Density-Based Clustering of Applications with Noise (DBSCAN) is a density-based clustering algorithm. A cluster is defined as a maximum set of densely connected points. The algorithm can be used to identify clusters of arbitrary shapes in spatial datasets with noise. You can use the DBSCAN component to create clustering models. This topic describes how to configure the DBSCAN component.
Limits
The DBSCAN component can be used only in Machine Learning Designer of Machine Learning Platform for AI (PAI).
The supported computing engines are MaxCompute and Apache Flink.
Configure the component in the PAI console
You can configure parameters for the DBSCAN component in the PAI console.

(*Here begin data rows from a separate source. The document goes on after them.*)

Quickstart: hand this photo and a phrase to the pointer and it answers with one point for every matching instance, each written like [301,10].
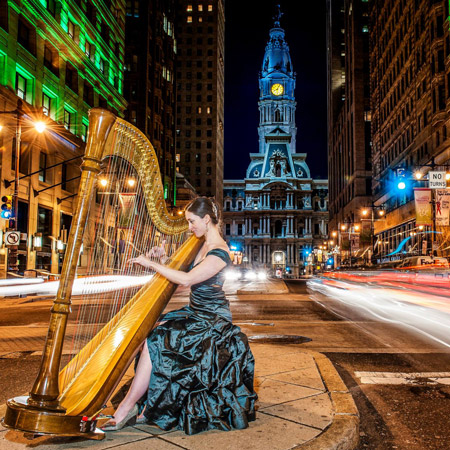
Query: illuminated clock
[277,89]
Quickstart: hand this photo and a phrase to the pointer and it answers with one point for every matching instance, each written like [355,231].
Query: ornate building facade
[277,216]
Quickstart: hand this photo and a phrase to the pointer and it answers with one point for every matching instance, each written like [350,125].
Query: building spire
[277,17]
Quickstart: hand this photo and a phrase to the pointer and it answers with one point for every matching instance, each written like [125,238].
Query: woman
[196,369]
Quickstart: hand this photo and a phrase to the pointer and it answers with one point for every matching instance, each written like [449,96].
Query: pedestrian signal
[6,207]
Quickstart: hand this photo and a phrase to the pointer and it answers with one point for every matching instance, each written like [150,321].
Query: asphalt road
[402,416]
[408,417]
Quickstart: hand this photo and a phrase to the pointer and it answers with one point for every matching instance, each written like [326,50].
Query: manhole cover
[279,338]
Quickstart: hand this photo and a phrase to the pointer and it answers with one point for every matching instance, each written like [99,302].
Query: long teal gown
[202,366]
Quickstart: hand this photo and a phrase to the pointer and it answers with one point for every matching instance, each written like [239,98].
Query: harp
[114,223]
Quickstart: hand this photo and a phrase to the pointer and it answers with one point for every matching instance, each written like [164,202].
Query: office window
[71,29]
[46,104]
[71,77]
[26,35]
[88,49]
[84,129]
[67,119]
[51,7]
[43,167]
[21,86]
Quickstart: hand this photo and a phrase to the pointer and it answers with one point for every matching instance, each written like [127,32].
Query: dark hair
[201,206]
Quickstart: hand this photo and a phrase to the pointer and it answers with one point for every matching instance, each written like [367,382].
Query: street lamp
[40,126]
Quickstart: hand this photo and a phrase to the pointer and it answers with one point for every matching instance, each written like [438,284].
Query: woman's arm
[203,271]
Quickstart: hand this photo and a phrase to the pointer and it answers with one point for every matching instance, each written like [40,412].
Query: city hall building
[277,216]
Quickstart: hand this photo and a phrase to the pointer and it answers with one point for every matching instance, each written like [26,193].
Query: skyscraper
[200,94]
[150,80]
[349,111]
[57,58]
[410,92]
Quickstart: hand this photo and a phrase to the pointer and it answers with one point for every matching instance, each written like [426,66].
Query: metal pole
[433,215]
[12,252]
[372,231]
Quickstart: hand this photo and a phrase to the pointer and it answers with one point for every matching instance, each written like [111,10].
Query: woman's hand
[159,252]
[142,260]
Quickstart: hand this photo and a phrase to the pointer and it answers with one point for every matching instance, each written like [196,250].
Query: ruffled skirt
[202,375]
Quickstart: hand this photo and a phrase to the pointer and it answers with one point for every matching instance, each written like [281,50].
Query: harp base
[23,417]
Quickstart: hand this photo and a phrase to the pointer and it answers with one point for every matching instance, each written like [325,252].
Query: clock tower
[276,218]
[276,85]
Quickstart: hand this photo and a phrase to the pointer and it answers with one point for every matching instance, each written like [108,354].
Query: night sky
[246,35]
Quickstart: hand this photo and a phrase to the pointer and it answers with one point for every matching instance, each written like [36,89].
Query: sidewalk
[303,405]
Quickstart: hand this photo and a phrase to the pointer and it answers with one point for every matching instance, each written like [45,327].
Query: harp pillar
[41,412]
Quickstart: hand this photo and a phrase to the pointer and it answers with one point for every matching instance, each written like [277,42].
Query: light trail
[87,285]
[427,315]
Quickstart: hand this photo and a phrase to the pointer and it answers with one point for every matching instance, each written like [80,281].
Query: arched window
[278,228]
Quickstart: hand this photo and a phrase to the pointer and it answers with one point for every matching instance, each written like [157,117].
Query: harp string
[110,240]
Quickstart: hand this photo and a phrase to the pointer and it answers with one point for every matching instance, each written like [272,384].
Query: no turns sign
[12,237]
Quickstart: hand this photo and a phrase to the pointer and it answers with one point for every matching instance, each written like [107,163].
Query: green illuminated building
[61,58]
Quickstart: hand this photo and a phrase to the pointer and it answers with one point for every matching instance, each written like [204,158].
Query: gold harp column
[45,391]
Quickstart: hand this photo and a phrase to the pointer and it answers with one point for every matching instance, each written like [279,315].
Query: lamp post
[18,113]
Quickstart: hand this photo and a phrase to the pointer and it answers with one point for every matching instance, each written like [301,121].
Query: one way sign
[437,180]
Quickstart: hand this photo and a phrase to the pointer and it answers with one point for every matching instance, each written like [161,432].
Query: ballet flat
[129,419]
[141,420]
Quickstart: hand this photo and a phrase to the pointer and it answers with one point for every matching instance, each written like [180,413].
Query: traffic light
[6,207]
[401,179]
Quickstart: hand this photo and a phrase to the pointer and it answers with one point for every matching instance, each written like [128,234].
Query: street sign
[12,237]
[437,180]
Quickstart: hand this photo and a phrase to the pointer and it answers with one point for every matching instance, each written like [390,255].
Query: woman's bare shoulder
[218,246]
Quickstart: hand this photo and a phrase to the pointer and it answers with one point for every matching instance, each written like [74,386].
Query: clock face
[277,89]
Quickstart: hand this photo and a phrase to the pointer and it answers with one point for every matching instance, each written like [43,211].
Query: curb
[270,287]
[343,433]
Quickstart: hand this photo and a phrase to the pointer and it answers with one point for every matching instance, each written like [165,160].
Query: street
[400,379]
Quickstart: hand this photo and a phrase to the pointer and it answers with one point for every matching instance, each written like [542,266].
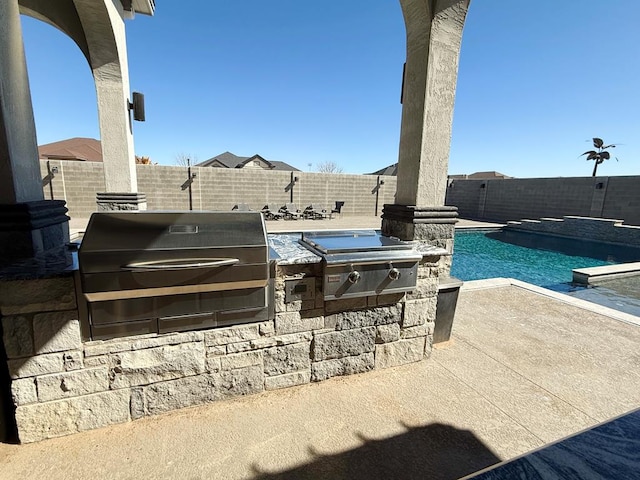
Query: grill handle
[183,264]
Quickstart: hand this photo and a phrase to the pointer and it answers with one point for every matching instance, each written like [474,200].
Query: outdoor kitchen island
[62,382]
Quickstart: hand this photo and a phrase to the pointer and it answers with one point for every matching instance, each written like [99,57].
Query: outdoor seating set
[290,211]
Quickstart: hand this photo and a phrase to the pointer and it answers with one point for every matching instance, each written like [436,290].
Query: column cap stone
[28,216]
[418,214]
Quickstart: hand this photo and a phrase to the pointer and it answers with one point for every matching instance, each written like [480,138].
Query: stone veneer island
[61,383]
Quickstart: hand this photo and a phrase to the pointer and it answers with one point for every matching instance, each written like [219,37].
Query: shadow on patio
[435,451]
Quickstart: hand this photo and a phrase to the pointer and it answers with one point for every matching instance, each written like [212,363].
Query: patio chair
[290,212]
[271,213]
[242,207]
[337,209]
[315,212]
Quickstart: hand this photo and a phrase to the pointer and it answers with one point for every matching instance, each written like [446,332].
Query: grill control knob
[354,277]
[394,274]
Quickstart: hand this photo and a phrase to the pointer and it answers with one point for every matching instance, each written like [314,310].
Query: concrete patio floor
[522,369]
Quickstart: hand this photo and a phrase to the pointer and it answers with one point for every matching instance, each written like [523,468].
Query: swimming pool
[542,260]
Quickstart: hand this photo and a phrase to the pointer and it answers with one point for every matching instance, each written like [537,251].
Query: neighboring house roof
[229,160]
[479,176]
[487,175]
[389,170]
[78,148]
[393,170]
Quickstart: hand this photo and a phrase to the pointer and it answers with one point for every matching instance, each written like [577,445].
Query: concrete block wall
[62,384]
[220,189]
[597,229]
[505,200]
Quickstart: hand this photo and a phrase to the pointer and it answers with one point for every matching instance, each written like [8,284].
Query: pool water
[542,260]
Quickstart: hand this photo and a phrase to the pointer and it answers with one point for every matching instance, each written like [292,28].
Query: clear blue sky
[307,82]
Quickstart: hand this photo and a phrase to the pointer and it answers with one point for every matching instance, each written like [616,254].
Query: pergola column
[106,41]
[33,231]
[434,35]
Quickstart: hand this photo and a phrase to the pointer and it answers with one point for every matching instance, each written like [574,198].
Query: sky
[313,82]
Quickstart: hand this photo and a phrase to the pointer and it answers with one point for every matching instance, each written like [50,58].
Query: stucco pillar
[103,24]
[434,34]
[20,179]
[33,231]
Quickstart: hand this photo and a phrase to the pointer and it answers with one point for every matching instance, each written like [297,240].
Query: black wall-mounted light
[137,105]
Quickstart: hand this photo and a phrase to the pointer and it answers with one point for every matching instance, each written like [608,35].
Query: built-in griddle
[361,263]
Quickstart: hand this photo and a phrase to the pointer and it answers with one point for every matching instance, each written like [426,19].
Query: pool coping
[591,275]
[561,297]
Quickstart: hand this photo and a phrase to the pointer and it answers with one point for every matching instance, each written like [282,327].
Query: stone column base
[34,238]
[432,225]
[121,201]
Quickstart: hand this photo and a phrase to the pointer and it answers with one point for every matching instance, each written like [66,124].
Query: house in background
[393,170]
[79,149]
[229,160]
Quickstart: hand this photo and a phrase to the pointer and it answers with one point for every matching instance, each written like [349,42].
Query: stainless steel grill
[146,272]
[362,263]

Tab | Parameter | Description |
Field Setting | idCol | The name of the ID column. |
vectorCol | The name of the vector column. | |
Parameter Setting | epsilon | The longest distance between two neighboring data points. For more information, see the "Appendix 2: How to configure parameters" section of this topic. |
minPoints | The minimum number of data points within the neighborhood of a point for the point to be considered a core point. For more information, see the "Appendix 2: How to configure parameters" section of this topic. | |
predictionCol | The name of the prediction result column. | |
distanceType | The distance measurement used for clustering. Default value: EUCLIDEAN. Valid values:
| |
Execution Tuning | Number of Workers | The number of workers. This parameter must be used together with the Memory per worker, unit MB parameter. The value of this parameter must be a positive integer. Valid values: [1,9999]. For more information, see the "Appendix: How to estimate resource usage" section of this topic. |
Memory per worker, unit MB | The memory size of each worker. Valid values: 1024 to 64 × 1024. Unit: MB. For more information, see the "Appendix: How to estimate resource usage" section of this topic. |
Appendix: How to estimate resource usage
You can refer to the following section to estimate resource usage.

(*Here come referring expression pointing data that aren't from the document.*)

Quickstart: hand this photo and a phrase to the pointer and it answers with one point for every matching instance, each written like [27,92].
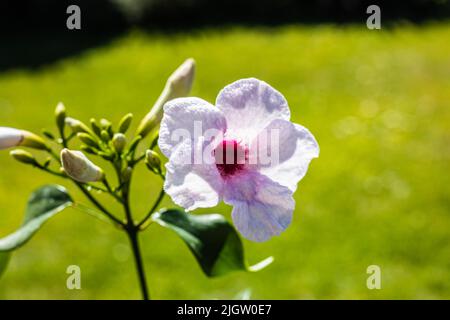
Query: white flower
[178,85]
[79,167]
[261,193]
[11,137]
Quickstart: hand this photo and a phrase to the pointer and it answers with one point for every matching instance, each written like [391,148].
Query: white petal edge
[249,105]
[261,208]
[189,185]
[180,118]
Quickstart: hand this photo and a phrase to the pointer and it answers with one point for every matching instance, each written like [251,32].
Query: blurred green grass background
[377,102]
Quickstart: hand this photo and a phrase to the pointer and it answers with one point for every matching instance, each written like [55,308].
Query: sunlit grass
[377,102]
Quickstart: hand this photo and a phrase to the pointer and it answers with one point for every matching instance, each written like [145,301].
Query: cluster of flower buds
[99,137]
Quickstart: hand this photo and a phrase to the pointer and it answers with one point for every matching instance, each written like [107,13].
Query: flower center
[230,157]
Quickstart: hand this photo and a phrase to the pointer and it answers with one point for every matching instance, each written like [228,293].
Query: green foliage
[213,241]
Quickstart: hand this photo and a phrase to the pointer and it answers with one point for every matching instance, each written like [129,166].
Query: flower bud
[178,85]
[76,125]
[23,156]
[181,80]
[105,136]
[153,161]
[32,140]
[95,127]
[48,134]
[10,137]
[79,167]
[125,122]
[60,114]
[119,142]
[87,139]
[89,150]
[126,174]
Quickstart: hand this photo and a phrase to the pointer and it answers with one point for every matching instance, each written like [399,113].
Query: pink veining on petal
[231,157]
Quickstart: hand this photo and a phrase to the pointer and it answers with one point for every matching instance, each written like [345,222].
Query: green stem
[133,236]
[132,231]
[98,204]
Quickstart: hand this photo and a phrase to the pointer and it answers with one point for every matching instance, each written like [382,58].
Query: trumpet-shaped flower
[244,151]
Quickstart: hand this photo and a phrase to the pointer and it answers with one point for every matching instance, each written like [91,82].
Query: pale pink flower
[261,194]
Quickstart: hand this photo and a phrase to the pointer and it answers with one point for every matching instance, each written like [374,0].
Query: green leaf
[4,259]
[213,241]
[43,204]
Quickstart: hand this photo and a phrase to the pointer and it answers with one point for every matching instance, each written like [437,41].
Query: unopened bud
[60,114]
[11,137]
[125,122]
[79,167]
[76,125]
[23,156]
[126,174]
[178,85]
[153,161]
[105,136]
[95,127]
[87,139]
[119,142]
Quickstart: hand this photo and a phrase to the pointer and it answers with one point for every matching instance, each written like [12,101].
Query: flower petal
[186,118]
[262,208]
[296,148]
[250,105]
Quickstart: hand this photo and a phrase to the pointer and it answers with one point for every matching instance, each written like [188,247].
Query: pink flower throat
[230,157]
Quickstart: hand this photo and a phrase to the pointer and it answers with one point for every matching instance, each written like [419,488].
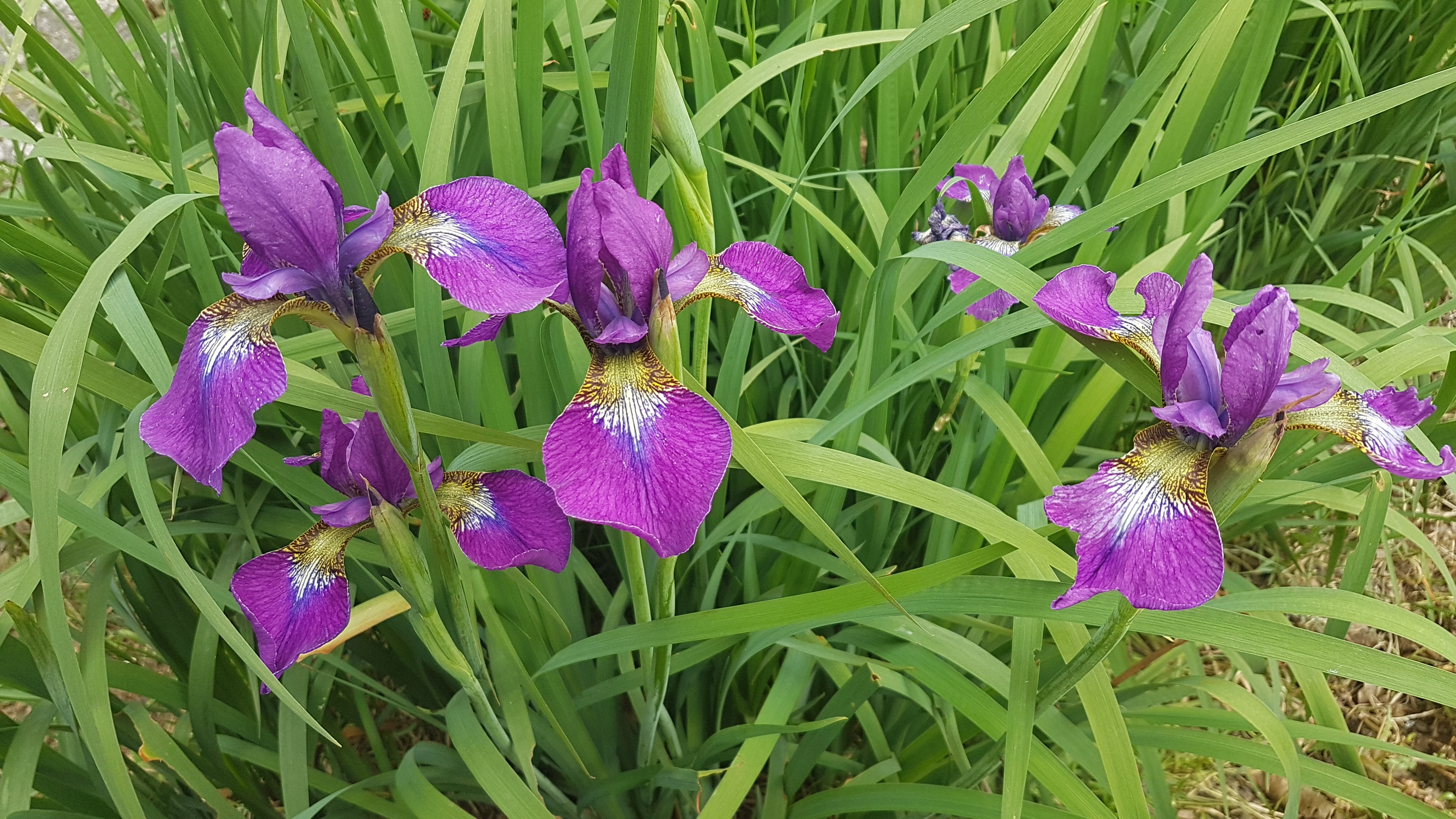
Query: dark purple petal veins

How do I estimate the appropriate memory size for each worker?
You can calculate the appropriate memory of each worker by using the following formula: Input data size × 15.

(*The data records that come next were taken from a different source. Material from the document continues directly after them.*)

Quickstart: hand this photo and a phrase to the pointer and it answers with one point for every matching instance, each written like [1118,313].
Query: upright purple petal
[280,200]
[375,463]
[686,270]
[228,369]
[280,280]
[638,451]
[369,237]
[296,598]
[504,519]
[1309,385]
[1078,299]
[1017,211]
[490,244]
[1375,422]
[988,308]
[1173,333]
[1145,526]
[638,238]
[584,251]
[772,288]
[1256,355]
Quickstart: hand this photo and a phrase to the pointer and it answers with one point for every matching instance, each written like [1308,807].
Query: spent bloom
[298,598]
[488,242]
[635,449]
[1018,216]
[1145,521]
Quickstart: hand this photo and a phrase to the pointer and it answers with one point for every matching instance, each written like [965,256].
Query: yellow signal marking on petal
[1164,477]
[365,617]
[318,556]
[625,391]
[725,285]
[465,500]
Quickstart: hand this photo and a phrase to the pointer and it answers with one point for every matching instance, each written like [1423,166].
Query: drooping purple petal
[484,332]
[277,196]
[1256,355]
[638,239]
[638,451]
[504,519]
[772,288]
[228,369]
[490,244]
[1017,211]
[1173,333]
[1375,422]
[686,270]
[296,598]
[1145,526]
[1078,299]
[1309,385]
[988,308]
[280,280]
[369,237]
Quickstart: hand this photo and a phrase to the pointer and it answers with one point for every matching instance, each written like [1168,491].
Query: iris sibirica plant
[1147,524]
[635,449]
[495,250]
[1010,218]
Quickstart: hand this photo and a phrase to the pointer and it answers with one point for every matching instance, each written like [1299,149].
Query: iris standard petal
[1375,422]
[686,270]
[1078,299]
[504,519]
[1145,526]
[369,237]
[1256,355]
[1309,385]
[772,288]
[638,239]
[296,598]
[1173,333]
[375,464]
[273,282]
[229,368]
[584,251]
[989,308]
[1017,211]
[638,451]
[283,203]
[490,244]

For example, if the input data size is 1 GB, the memory of each worker can be set to 15 GB.
How do I estimate the appropriate worker quantity?
A larger number of workers causes higher overheads for cross-worker communication. Therefore, as you increase the number of workers, the distributed training task will first speed up but become slower after a specific number of workers. You can tune this parameter to find the optimal number.
How do I estimate the maximum amount of data that can be supported by the algorithm?
We recommend that you input less than 1 million data records of less than 200 dimensions.
NoteIf you want to perform clustering on a larger data volume, we recommend that you divide the data into groups and run the DBSCAN algorithm on each group.
Why is the ID of a core data point 2147483648?
This is because the core point is an outlier point that does not belong to any cluster.
Appendix 2: How to configure parameters
The DBSCAN component has two frequently used parameters: minPoints and epsilon.
If the number of observed clusters is too large and you want to reduce the number, we recommend that you prioritize increasing the minPoints value over decreasing the epsilon value.
If the number of observed clusters is too small and you want to increase the number, we recommend that you prioritize decreasing the minPoints value over increasing the epsilon value.